- Born: Croydon
- Education: St. Thomas's Hospital Medical School
- Scientific career
- Workplaces: University of Oxford
- Thesis: New directions in artemisinin-based combination therapy : chemotherapeutic studies of multi-drug resistant falciparum malaria. (2007)

= Elizabeth Ashley (scientist) =

British microbiologist

Elizabeth Ashley is a British physician who is Director of the Laos-Oxford-Mahosot Hospital-Wellcome Trust Research Unit (LOMWRU) in Laos. She specialises in infectious diseases and medical microbiology and virology. She is an associate editor for the Malaria Journal and serves on the Council of the International Society for Infectious Diseases.

== Early life and education ==
Ashley grew up in Croydon. She attended a comprehensive school, where she specialised in mathematics, science and French. She became interested in medicine as a teenager, and trained as a physician in London. She completed an intercalated degree in sociology. In 2000, Ashley moved to Mae Sot, to the Shoklo Malaria Research Unit to provide healthcare for people living around the Thai-Myanmar border. She worked under the supervision of Nick White and Francois Nosten. She realised that malaria research was her vocation in 2006. Based on her experiences in these places, Ashley completed a doctorate on chemotherapeutic studies. She worked as a clinician in Paris and London. In Paris she worked for Médecins Sans Frontières. Her current place of work, LOMWRU is in the Mahosot Hospital in Laos.

== Research and career ==
Ashley was appointed head of the Tracking Resistance to Artemisinin Collaboration (TRAC) in 2011. Under her leadership, the organisation mapped the extent of artemisinin resistance in Plasmodium falciparum. The trial included 15 sites in 10 counties of Asia and Africa.
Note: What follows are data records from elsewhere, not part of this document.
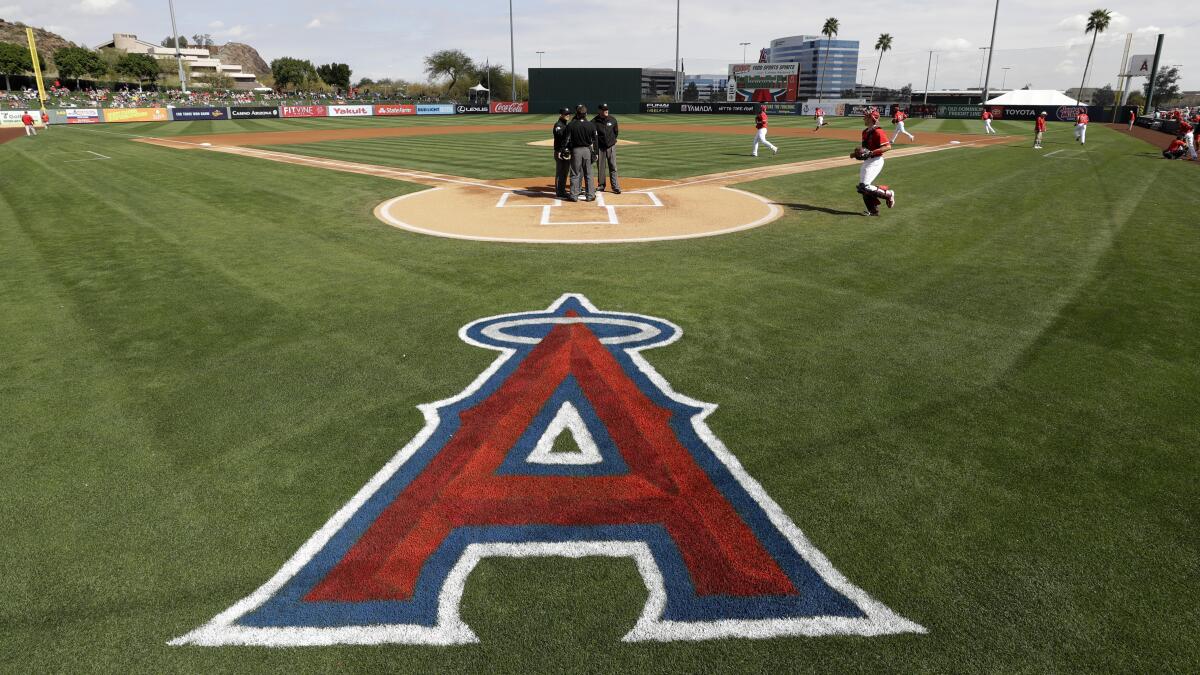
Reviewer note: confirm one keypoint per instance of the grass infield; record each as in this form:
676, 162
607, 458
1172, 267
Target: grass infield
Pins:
982, 406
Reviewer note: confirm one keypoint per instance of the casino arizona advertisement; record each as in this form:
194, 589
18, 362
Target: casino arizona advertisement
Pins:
763, 83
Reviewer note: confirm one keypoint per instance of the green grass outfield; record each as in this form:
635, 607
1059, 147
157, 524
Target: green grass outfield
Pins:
982, 406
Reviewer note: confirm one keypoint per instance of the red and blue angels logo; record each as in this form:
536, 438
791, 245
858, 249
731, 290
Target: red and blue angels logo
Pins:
645, 479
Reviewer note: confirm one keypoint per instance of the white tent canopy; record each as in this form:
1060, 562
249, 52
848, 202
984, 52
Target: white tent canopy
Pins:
1033, 97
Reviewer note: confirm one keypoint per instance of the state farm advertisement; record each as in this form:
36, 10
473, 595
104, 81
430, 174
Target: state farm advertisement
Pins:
508, 107
395, 109
351, 111
304, 111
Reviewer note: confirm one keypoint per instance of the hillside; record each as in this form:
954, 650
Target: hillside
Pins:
244, 55
47, 42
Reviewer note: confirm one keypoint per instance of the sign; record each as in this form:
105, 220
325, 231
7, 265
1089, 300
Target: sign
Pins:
351, 111
187, 114
136, 114
435, 108
1140, 66
304, 111
570, 444
508, 107
253, 112
389, 109
762, 82
82, 115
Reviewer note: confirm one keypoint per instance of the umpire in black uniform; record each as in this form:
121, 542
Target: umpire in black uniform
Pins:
606, 148
581, 137
562, 155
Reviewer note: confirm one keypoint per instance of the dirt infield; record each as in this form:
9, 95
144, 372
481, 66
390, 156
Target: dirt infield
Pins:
525, 210
323, 135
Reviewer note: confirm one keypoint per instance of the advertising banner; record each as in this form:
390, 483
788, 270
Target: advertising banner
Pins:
351, 111
136, 114
508, 107
391, 109
189, 114
762, 82
82, 115
253, 112
304, 111
435, 108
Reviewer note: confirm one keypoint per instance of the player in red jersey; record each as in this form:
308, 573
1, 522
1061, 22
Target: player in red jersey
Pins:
760, 123
1081, 127
898, 120
1039, 129
987, 121
875, 143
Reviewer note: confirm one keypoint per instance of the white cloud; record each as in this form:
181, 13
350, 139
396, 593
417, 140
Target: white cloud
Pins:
952, 43
102, 6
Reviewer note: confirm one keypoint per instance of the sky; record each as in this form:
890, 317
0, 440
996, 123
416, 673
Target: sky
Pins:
1041, 43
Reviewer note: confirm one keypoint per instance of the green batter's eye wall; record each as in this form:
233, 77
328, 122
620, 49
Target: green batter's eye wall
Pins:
551, 89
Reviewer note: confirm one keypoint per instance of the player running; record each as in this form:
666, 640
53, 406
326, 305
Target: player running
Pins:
1039, 129
898, 120
987, 121
1081, 127
760, 123
875, 143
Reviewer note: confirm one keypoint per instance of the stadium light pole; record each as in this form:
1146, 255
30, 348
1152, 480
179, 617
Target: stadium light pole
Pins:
991, 49
513, 55
179, 58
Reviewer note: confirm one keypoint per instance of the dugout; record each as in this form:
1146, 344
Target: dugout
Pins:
551, 89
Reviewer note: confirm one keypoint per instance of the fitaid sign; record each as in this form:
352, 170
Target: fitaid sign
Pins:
394, 109
351, 111
508, 107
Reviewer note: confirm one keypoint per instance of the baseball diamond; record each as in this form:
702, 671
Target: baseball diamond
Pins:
591, 368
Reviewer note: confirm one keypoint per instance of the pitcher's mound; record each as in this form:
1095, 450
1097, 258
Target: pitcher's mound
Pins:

In 2016, Ashley was appointed the Director of Clinical Research at the Myanmar Oxford Clinical Research Unit (MOCRU). She was appointed Director of the Laos-Oxford-Mahosot Hospital-Wellcome Trust Research Unit (LOMWRU) in Laos in 2019. The research collaboration involves almost 100 scientists, and studies infectious diseases in Vientiane. She has overseen the development of antimicrobial prescribing guidelines in Lao. Ashley was appointed Professor of Tropical Medicine in 2020.